حَدَّثَنَا عَبْدُ اللهِ بْنُ يُوْسُفَ، أَخْبَرَنَا مَالِكٌ عَنْ نَافِعٍ عَنْ عَبْدِ اللهِ أَنَّ رَسُوْلَ اللهِ (ص) قَالَ: إِذَا كَانُوْا ثَلَاثَةً فَلَا يَتَنَاجَى إِثْنَانِ دُوْنَ الثَّالِثِ.

Artinya: (Kata Bukhārī) (23): Telah menceritakan kepada kami: “‘Abdullāh bin Yūsuf, (ia berkata) telah mengkhabarkan kepada kami, Mālik, dari Nāfi‘, dari ‘Abdullāh bahwa Rasūlullāh s.a.w. bersabda: “Apabila mereka itu bertiga orang, janganlah dua orang (dari antaranya) berbisik-bisikan dengan tidak bersama yang ketiganya.

Rāwī-rāwī yang ada dalam sanad Ḥadīts di atas, kalau di susun dengan tertib, akan jadi seperti berikut:

  1. Bukhārī,
  2. ‘Abdullāh bin Yūsuf,
  3. Mālik,
  4. Nāfi‘,
  5. ‘Abdullāh (yaitu Ibnu ‘Umar),
  6. Rasūlullāh s.a.w.

Keterangan:

  1. Kalau kita memeriksa sanad tersebut, dari Bukhārī sampai Nabi s.a.w., kita akan dapati bersambung dari seorang rāwī kepada yang lain, karena Bukhārī mendengar dari ‘Abdullāh; ‘Abdullāh ini mendengar dari Mālik; Mālik ini mendengar dari Nāfi‘; Nāfi‘ ini mendengar dari ‘Abdullāh (Ibnu ‘Umar); ‘Abdullāh (Ibnu ‘Umar) ini pula mendengar dari Rasūlullāh s.a.w.
  1. Rāwī-rāwī No. 1 sampai No. 5 tersebut, semua bersifat: ‘ādil, kepercayaan dan dhābith dengan sempurna.

Adapun Rasūlullāh s.a.w. tentu tidak perlu kita urus tentang sifat beliau. Kita sekalian sudah maklum.

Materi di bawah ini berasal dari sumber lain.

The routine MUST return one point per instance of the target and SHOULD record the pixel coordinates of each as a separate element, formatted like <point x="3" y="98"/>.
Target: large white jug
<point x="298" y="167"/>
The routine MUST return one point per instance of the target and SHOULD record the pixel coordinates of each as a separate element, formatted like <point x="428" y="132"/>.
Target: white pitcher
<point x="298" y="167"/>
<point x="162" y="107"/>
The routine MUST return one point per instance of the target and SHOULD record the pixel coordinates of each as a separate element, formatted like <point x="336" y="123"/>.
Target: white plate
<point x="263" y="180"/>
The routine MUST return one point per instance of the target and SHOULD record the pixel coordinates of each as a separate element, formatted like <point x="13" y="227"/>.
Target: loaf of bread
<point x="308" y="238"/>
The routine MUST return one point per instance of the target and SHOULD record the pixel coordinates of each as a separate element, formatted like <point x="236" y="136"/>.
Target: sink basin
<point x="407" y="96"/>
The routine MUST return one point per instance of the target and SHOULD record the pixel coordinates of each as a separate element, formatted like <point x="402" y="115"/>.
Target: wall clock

  1. Ḥadīts ini tidak terdapat syudzūdz-nya, yakni tidak menyalahi Ḥadīts yang derajatnya lebih kuat; dan tidak ada ‘illat-nya, yaitu kekeliruan, kesalahan dan lain-lain yang menyebabkan Ḥadīts itu tercela.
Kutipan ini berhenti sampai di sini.